That depends on your definition of "language", where some definitions are much more scientifically useful than others. Defining language as "a system of communication" is not very useful, since there are important defining characteristics most people, and especially most linguists, believe that language possesses that other more general forms of communication do not.
Under the definition used by most linguists (for the kind of object we're talking about here, that is - there are many other relevant objects of study that can be called a "language"), spoken/signed human languages have all of the characteristics of language, while "body language"/animal "languages" do not.
Sign language is language, since it has a systematic, unconscious mental grammar that meets all of the characteristics above, and writing is not considered language, since it's just a means of encoding/preserving a language that already exists.
Another way of stating this is that writing is not itself the output of a mental grammar - it's the output of a translation algorithm that acts on the output of a grammar, and so can't be considered language itself (again, under one of the most common definitions of "language" used in the scientific study of human language).
I agree that it has to do with definition.

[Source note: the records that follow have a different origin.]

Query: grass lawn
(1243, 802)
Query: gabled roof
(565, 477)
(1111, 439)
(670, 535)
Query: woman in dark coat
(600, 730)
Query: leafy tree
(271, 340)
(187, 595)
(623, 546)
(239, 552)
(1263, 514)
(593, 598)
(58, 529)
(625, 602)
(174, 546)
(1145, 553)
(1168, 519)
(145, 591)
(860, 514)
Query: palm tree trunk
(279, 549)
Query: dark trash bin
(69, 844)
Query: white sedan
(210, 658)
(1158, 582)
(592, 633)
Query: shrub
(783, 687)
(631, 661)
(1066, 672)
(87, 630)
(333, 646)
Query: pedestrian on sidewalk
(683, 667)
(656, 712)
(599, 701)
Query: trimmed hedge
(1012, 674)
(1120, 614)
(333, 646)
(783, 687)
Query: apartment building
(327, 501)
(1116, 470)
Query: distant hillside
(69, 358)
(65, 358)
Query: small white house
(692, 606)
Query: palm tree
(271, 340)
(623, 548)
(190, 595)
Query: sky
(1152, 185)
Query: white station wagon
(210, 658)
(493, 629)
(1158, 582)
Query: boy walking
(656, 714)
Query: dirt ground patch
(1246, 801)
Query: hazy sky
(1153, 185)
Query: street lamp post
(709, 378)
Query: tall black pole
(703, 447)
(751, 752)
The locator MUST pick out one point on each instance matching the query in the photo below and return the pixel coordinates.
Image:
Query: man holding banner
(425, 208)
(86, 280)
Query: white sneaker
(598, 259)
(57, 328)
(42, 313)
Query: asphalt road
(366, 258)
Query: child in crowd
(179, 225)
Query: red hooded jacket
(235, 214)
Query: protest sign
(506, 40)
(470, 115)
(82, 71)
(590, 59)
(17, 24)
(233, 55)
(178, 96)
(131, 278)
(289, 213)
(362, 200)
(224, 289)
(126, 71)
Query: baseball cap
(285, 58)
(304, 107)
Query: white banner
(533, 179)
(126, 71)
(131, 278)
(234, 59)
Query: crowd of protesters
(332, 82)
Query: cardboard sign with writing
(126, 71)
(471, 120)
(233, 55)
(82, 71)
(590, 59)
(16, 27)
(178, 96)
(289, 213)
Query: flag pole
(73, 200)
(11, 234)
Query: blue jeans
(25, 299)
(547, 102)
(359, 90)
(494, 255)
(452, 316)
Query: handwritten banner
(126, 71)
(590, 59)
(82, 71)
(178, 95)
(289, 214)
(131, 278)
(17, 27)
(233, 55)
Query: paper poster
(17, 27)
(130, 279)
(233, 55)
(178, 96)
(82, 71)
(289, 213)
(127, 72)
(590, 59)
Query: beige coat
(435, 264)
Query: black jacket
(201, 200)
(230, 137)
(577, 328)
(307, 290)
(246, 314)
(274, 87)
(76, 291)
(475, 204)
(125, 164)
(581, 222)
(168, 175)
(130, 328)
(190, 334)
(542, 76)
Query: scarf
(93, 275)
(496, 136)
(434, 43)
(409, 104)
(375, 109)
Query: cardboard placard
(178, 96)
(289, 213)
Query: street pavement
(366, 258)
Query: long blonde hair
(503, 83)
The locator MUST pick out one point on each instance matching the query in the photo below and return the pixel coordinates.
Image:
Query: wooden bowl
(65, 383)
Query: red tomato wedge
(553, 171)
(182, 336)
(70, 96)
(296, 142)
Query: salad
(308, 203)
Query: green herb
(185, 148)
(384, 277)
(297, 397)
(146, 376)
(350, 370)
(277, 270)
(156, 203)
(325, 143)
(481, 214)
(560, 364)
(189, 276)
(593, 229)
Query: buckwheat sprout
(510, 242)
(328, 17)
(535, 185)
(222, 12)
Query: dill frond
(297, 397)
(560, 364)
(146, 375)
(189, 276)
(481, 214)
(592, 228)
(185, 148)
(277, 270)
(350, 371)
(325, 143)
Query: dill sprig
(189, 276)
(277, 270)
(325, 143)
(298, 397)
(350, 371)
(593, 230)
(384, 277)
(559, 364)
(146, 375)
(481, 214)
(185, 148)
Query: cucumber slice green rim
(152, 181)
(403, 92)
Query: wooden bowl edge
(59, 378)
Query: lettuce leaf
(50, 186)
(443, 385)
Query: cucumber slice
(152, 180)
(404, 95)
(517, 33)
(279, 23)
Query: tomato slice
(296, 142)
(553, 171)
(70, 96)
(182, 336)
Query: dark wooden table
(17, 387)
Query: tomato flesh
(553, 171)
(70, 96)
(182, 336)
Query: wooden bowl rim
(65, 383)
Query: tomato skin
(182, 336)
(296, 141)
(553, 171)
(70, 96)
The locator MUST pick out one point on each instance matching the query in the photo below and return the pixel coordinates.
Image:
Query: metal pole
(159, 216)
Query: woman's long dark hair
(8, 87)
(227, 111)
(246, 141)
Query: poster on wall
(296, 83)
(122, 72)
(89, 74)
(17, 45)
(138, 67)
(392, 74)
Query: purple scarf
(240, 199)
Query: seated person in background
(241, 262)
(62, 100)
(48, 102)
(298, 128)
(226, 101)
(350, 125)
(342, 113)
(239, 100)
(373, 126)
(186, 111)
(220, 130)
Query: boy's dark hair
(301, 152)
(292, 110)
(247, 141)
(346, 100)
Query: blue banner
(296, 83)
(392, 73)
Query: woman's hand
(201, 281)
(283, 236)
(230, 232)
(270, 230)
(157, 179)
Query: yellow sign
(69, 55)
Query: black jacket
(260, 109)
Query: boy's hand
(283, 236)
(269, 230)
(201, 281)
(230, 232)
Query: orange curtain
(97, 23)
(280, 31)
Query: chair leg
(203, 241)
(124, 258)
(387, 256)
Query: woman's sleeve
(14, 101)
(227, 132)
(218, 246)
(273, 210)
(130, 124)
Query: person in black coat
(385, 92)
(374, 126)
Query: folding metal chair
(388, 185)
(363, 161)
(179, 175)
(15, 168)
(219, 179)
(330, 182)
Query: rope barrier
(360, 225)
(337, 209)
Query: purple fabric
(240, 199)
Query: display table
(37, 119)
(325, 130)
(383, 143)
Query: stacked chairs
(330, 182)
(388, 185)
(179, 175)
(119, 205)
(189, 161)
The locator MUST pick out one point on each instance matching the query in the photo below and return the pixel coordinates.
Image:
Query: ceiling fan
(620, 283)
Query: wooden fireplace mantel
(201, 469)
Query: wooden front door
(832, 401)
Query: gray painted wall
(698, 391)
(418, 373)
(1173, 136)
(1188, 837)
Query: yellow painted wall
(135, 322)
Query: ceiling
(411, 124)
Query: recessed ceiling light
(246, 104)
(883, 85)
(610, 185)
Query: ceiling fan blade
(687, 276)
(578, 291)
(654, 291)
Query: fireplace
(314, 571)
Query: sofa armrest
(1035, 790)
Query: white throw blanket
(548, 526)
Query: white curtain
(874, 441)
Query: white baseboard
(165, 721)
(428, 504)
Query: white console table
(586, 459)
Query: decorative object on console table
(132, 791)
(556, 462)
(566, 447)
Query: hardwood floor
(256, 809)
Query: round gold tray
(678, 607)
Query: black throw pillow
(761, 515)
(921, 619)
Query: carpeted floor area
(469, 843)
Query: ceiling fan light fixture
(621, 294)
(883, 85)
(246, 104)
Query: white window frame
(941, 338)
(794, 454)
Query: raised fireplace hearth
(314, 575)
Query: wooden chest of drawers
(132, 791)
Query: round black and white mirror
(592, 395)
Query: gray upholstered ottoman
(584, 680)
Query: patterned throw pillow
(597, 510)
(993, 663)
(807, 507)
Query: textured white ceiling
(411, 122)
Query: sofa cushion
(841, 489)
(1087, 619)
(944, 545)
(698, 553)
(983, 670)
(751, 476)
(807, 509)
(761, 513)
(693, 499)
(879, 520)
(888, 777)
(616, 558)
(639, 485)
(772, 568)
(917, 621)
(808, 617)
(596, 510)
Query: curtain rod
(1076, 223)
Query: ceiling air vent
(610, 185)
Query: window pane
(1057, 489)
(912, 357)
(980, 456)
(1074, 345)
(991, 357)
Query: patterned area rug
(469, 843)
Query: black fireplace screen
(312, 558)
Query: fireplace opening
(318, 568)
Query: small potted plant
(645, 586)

My definition of language might be of a wider range than yours (and linguists)
My cat, for example, might not use grammer but I can certainly communicate with her (and she with me!) In this sense she and I have a language between us that's a mix of signs, sounds, and body language. It's not possible for me to seperate our talks from language, even though our understanding of each other doesn't cover specifics.
So if someone communicates with me via emoji, and I understund accurately, I would count it as language (even if it goes against classical definitions)
What would you say about a dog growling at you, communicating its displeasure at how close you are? If you back away, understanding what the dog intends to convey with its growl, does that make the dog's growl language?
Is a honeybee secreting a pheromone to get the hive to swarm language?
If so, how is language meaningfully different from "communication"? And, is human communication with each other the same type of phenomenon as the cases you and I mentioned, or is there some sort of categorical difference there?
(Also, this definition isn't classical - it's quite modern. The tendency to conflate writing with language in cultures that have writing is as old as writing is, and disentangling the two is a relatively modern discovery.)
Lemmy's being difficult for me (or it could be Connect for Lemmy) so I keep having to find the post in order to reply to you! (Meaning I might have to stop replying, but if I do that's why)
And yes, I would say a dog growling and a honey bee releasing pheromones are also examples of language! I'm sure many would disagree (and rightfully) but my general perspective on the matter is that any type of communication is language (but I can see how it can be argued that no, it's not language which is different- they're just so closely related in my mind that to me they're practically synonyms)
Ok, strictly speaking, the language is called the Egyptian language and hieroglyphs were the writing system used to write it (until Greek influences evolved it into Coptic). But that's an extremely pedantic distinction to anyone who isn't a linguist.
Writing isn't language at all, for reasons discussed in my comments below.
Which is part of what makes linguistics work on ancient languages so difficult - we're having to use these imperfect symbols, which themselves aren't language, to try to glean as many features about the actual grammars they're intended to represent, which are language.
This is why we know much less about ancient languages than we do modern ones - because we have actual recordings of modern languages (the recordings themselves are also not language, of course; they just encode language much better than writing does), so we can get at many more features of the language in question.